Register in advance for the Freedom Riders Documentary Discussion on February 10, 2021 from 7-8:30 pm EST via ZOOM
Documentary Discussion Questions:
- Why do you think CORE wanted the Freedom Riders who were selected to be a diverse group? What is the importance behind who makes up the movement?
- There is a scene in which John Seigenthaler shares about growing up with black women workers and reflects by saying - “they were invisible women, I can’t believe I didn’t see them, we were blind to the reality of racism and change”— with this silent and untold presence of black women, how do you think race is taught or how we learn about race?
- Defenders of segregation justify by saying — “everyone knows to keep the blacks and whites separate and it would be better if they kept to themselves” — how do you think those who believe this and their ideas on race shaped the community? How do we see that today?
- Reflect on the role of the media — How did it impact people’s ideas about the country, both within the country and abroad?
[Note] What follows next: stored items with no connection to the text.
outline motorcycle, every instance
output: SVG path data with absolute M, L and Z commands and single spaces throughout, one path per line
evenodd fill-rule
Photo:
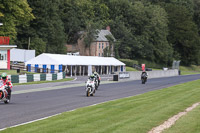
M 95 93 L 95 81 L 89 80 L 86 82 L 86 96 L 94 96 Z
M 142 84 L 145 84 L 147 82 L 147 77 L 148 77 L 147 73 L 143 72 L 141 75 Z
M 95 76 L 95 89 L 97 90 L 100 85 L 101 78 L 100 76 Z
M 10 97 L 8 96 L 6 84 L 4 84 L 3 81 L 0 81 L 0 101 L 3 101 L 5 104 L 8 104 L 10 102 Z

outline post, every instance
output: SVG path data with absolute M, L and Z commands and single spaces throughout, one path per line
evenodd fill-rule
M 102 66 L 101 66 L 101 72 L 100 72 L 100 73 L 101 73 L 101 75 L 102 75 Z
M 30 44 L 31 44 L 31 38 L 29 37 L 28 38 L 28 50 L 29 50 Z
M 108 74 L 108 66 L 106 66 L 106 74 Z
M 7 50 L 7 69 L 10 70 L 10 49 Z
M 85 75 L 85 66 L 83 66 L 83 76 Z
M 72 77 L 72 65 L 71 65 L 71 77 Z
M 81 66 L 79 67 L 79 75 L 81 76 Z
M 75 72 L 75 77 L 76 77 L 76 66 L 75 66 L 75 71 L 74 72 Z

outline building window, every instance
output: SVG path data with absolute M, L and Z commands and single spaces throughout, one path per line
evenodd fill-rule
M 99 43 L 99 49 L 101 49 L 101 43 Z
M 102 53 L 102 57 L 103 57 L 103 53 Z
M 0 60 L 7 60 L 7 51 L 6 50 L 3 50 L 3 51 L 0 51 Z
M 108 47 L 108 43 L 106 43 L 106 47 Z
M 101 56 L 101 54 L 99 53 L 99 56 Z
M 102 49 L 103 49 L 103 43 L 102 43 Z

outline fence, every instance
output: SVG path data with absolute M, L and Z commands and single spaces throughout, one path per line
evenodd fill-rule
M 0 76 L 1 78 L 1 76 Z M 12 83 L 27 83 L 34 81 L 52 81 L 65 78 L 65 72 L 57 74 L 25 74 L 25 75 L 8 75 Z
M 35 72 L 35 73 L 59 73 L 59 72 L 62 72 L 62 70 L 32 67 L 32 66 L 29 66 L 29 65 L 26 66 L 26 71 L 27 72 Z

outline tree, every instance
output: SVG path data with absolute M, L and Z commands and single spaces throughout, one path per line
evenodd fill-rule
M 174 48 L 174 58 L 185 65 L 198 64 L 200 40 L 190 11 L 173 4 L 168 4 L 166 11 L 169 15 L 168 41 Z
M 108 22 L 108 8 L 100 0 L 63 0 L 61 18 L 64 23 L 68 43 L 75 44 L 88 23 L 105 26 Z
M 27 0 L 0 0 L 0 36 L 9 36 L 11 43 L 17 38 L 17 26 L 26 26 L 34 19 Z
M 60 18 L 60 0 L 28 0 L 36 17 L 30 26 L 20 27 L 18 43 L 27 48 L 28 38 L 37 54 L 66 53 L 64 24 Z M 37 44 L 38 43 L 38 44 Z M 33 46 L 35 44 L 36 46 Z M 45 47 L 45 49 L 44 49 Z
M 84 39 L 84 44 L 86 48 L 89 48 L 89 55 L 91 55 L 91 43 L 97 39 L 97 35 L 100 29 L 98 24 L 88 23 L 86 31 L 84 31 L 82 38 Z

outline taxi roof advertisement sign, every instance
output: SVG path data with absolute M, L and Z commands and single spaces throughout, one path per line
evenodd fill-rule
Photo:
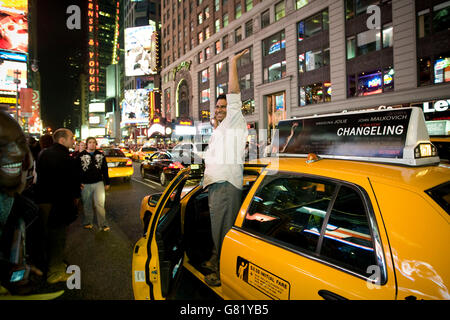
M 0 1 L 0 49 L 28 52 L 28 0 Z
M 280 154 L 402 158 L 412 109 L 281 121 Z

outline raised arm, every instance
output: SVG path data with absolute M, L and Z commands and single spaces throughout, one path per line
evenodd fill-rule
M 239 93 L 241 89 L 239 87 L 239 78 L 237 74 L 237 61 L 246 53 L 249 49 L 239 52 L 237 55 L 233 56 L 230 60 L 230 73 L 228 77 L 228 93 Z

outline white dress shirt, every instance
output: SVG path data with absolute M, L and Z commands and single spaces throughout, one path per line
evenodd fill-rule
M 205 152 L 203 187 L 228 181 L 242 190 L 247 122 L 241 112 L 241 94 L 227 94 L 227 115 L 214 130 Z

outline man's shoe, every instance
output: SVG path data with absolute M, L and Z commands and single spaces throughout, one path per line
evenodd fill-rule
M 217 272 L 219 269 L 216 264 L 212 263 L 211 261 L 203 261 L 200 265 L 202 268 L 207 269 L 212 272 Z
M 102 228 L 102 230 L 103 230 L 103 231 L 109 231 L 109 230 L 111 230 L 111 228 L 110 228 L 110 227 L 107 227 L 107 226 L 105 226 L 105 227 L 103 227 L 103 228 Z
M 68 274 L 65 272 L 53 272 L 47 276 L 47 283 L 54 284 L 58 282 L 66 282 L 72 274 Z
M 92 228 L 94 228 L 94 226 L 92 224 L 85 224 L 83 226 L 83 228 L 85 228 L 85 229 L 92 229 Z
M 222 285 L 218 274 L 215 272 L 205 276 L 205 282 L 211 287 L 220 287 Z

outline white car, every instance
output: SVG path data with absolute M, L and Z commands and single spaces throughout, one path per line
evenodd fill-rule
M 173 147 L 171 152 L 172 152 L 172 154 L 175 154 L 179 157 L 183 156 L 183 154 L 182 154 L 183 152 L 185 152 L 187 154 L 194 153 L 195 155 L 197 155 L 203 159 L 203 156 L 205 154 L 207 147 L 208 147 L 207 143 L 182 142 L 182 143 L 177 144 L 175 147 Z

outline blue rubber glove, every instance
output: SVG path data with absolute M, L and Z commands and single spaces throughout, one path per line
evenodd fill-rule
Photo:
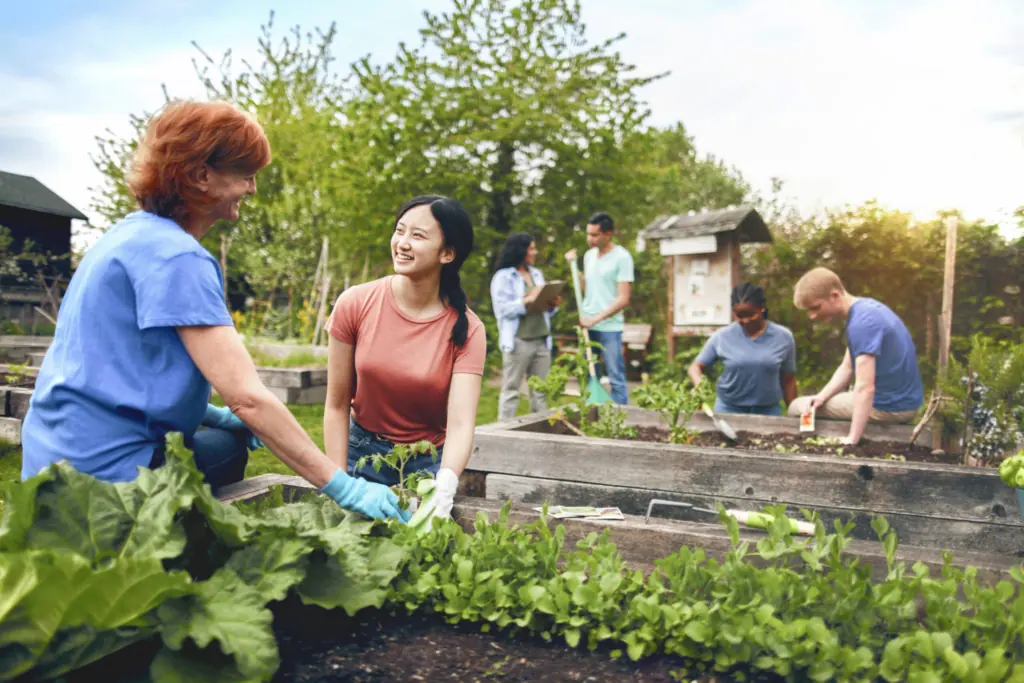
M 242 432 L 244 431 L 247 435 L 248 441 L 246 447 L 250 451 L 255 451 L 259 448 L 263 448 L 263 442 L 260 437 L 253 434 L 245 423 L 242 422 L 237 415 L 231 412 L 230 408 L 218 407 L 212 403 L 207 404 L 206 414 L 203 415 L 202 424 L 204 427 L 212 427 L 213 429 L 223 429 L 229 432 Z
M 404 523 L 412 517 L 408 510 L 399 509 L 398 496 L 387 486 L 350 477 L 340 467 L 320 492 L 326 493 L 346 510 L 355 510 L 374 519 L 397 517 Z

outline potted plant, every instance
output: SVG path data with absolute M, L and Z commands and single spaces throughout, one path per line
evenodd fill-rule
M 1021 519 L 1024 519 L 1024 450 L 999 464 L 999 476 L 1007 486 L 1017 489 L 1020 516 Z

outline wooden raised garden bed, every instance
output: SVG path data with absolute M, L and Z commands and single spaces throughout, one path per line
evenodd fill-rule
M 627 413 L 629 424 L 664 427 L 657 413 L 632 406 Z M 727 418 L 741 436 L 753 435 L 748 438 L 798 433 L 795 418 Z M 703 415 L 695 415 L 690 426 L 704 438 L 713 429 Z M 816 437 L 840 436 L 848 423 L 818 420 L 817 427 Z M 909 426 L 869 425 L 865 438 L 906 443 L 910 432 Z M 930 435 L 919 439 L 929 443 Z M 837 519 L 853 521 L 854 536 L 864 540 L 874 538 L 872 516 L 884 515 L 907 546 L 1024 557 L 1015 492 L 988 468 L 596 439 L 552 425 L 547 414 L 479 427 L 469 468 L 475 473 L 469 478 L 482 490 L 478 495 L 495 500 L 617 506 L 633 515 L 644 514 L 653 498 L 705 508 L 718 502 L 739 509 L 782 503 L 793 514 L 799 508 L 817 511 L 830 526 Z M 672 508 L 656 508 L 654 514 L 708 517 Z
M 473 464 L 471 462 L 471 465 Z M 489 520 L 496 520 L 503 501 L 493 500 L 494 496 L 478 498 L 463 495 L 463 491 L 468 485 L 468 479 L 461 482 L 459 495 L 457 495 L 455 506 L 452 509 L 452 519 L 466 531 L 472 532 L 477 515 L 483 513 Z M 313 486 L 302 477 L 264 474 L 225 486 L 218 491 L 217 497 L 225 503 L 251 501 L 267 496 L 276 486 L 282 488 L 285 500 L 293 500 L 314 490 Z M 534 502 L 514 501 L 509 523 L 525 525 L 536 521 L 539 513 L 533 509 L 534 507 L 536 507 Z M 716 517 L 705 517 L 703 521 L 654 517 L 645 520 L 641 513 L 639 515 L 626 514 L 622 521 L 599 522 L 587 519 L 562 519 L 552 520 L 552 524 L 562 524 L 566 527 L 566 545 L 568 546 L 575 545 L 577 541 L 594 531 L 601 532 L 607 529 L 623 559 L 634 567 L 644 570 L 652 569 L 656 560 L 676 552 L 682 546 L 701 548 L 714 557 L 721 557 L 731 547 L 729 536 Z M 870 522 L 864 521 L 864 524 L 870 533 Z M 759 530 L 741 528 L 740 531 L 740 538 L 752 543 L 756 543 L 764 537 L 764 532 Z M 876 539 L 852 541 L 846 551 L 850 555 L 859 557 L 863 563 L 871 565 L 876 578 L 885 576 L 885 553 Z M 897 559 L 908 564 L 922 562 L 935 573 L 943 564 L 941 550 L 910 547 L 902 543 L 897 552 Z M 1006 578 L 1010 569 L 1020 565 L 1019 559 L 983 552 L 958 551 L 953 559 L 955 566 L 976 567 L 979 577 L 986 583 Z

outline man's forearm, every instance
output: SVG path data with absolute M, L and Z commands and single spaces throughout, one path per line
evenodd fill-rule
M 615 297 L 615 300 L 612 301 L 612 305 L 609 306 L 608 308 L 604 309 L 603 311 L 601 311 L 600 314 L 597 315 L 598 322 L 600 322 L 602 320 L 607 320 L 608 318 L 612 317 L 613 315 L 615 315 L 619 311 L 621 311 L 624 308 L 626 308 L 626 306 L 628 306 L 628 305 L 629 305 L 629 297 L 625 297 L 625 296 L 617 296 L 617 297 Z
M 856 386 L 853 389 L 853 417 L 850 419 L 850 443 L 857 443 L 864 434 L 864 428 L 871 417 L 871 407 L 875 401 L 875 388 Z
M 850 383 L 850 376 L 852 374 L 853 373 L 850 371 L 850 369 L 847 368 L 845 365 L 840 365 L 838 368 L 836 368 L 836 371 L 832 373 L 832 379 L 830 379 L 828 381 L 828 384 L 825 385 L 825 388 L 821 390 L 820 395 L 824 399 L 824 401 L 827 401 L 828 399 L 832 398 L 840 391 L 845 389 L 846 386 Z
M 333 407 L 324 410 L 324 453 L 345 469 L 348 469 L 348 419 L 348 410 Z

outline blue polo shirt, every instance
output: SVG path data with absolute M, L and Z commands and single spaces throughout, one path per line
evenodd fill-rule
M 210 398 L 175 328 L 231 324 L 213 256 L 170 219 L 125 217 L 61 302 L 22 427 L 22 479 L 59 460 L 135 479 L 167 432 L 198 429 Z
M 854 301 L 846 320 L 846 345 L 854 371 L 857 356 L 875 357 L 875 409 L 898 413 L 921 407 L 924 387 L 917 350 L 907 326 L 892 309 L 874 299 Z
M 734 322 L 712 334 L 697 355 L 704 367 L 718 360 L 725 365 L 715 385 L 722 401 L 743 408 L 778 405 L 782 373 L 796 372 L 796 343 L 782 325 L 769 321 L 765 331 L 751 339 Z

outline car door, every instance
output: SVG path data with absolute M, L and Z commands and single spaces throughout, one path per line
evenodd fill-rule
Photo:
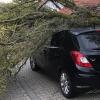
M 54 34 L 50 46 L 46 48 L 47 70 L 56 73 L 59 66 L 66 65 L 66 62 L 69 61 L 69 51 L 72 46 L 69 31 Z
M 62 48 L 60 48 L 59 44 L 63 40 L 61 39 L 61 36 L 59 33 L 54 34 L 51 39 L 51 43 L 45 47 L 46 49 L 46 55 L 45 55 L 45 61 L 46 61 L 46 67 L 45 69 L 54 73 L 57 70 L 58 65 L 61 63 L 61 57 L 62 57 Z
M 36 61 L 40 67 L 45 69 L 47 67 L 47 53 L 48 53 L 48 46 L 50 44 L 51 37 L 44 43 L 44 45 L 38 50 L 36 54 Z
M 50 72 L 55 72 L 57 65 L 60 63 L 60 48 L 57 46 L 48 46 L 46 47 L 46 67 L 45 69 Z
- There is injustice in all aspects of life, why do you think CORE focused on buses
- Songs and the act of singing play an enormous role in the struggle - how does that keep the movement alive? (buses are coming, we are going on the highway, etc)
- What is the story usually taught about the Kennedys? How does it contrast to the dangerous indifference depicted in the film? Why is JFK’s reputation in regard to civil rights normally represented in a positive light?
- What misconceptions did you have about the Freedom Riders going into the documentary?
- How did it feel as a College student to watch a story about College students who dropped out of school to risk their lives as full-time activists? How did your feelings change as the story progressed to include over 400 young freedom riders?
- What did you think about the inclusion of Alabama Gov. John Patterson as an interview subject? Why would the filmmakers not have pressed him to answer more difficult questions? His role in the story is very much that of the villain — What impact does it have to interview a “villain” and not ask the hard questions? What would you want to ask him?
- Where do you see tension within the activists? What does that tell you about the movement?
- The fable of the civil rights movement is that it was all based in the South, white activists/advocates were “saviors,” the movement was unified, and there were only a few key figures. How does the film contribute to this myth? How does it dispel it? What is the benefit of relying on tropes in telling the story of the freedom riders? What is the harm?
- What similarities do you see in the police’s actions towards the freedom riders and police’s actions towards BLM activists today? What scenes from the film/contemporary incidents stand out to you? Why, in spite of years of police brutality and indifference, would many white people find violent police behavior “surprising”?
- In what ways does the film perpetuate white savior ideology? Why is this problematic?
- Why were many white people, such as John Seigenthaler, surprised by the activists’ perseverance in the face of violence?
- In what ways do white allies act as barriers between black people and harm? How does their role contribute to the larger movement?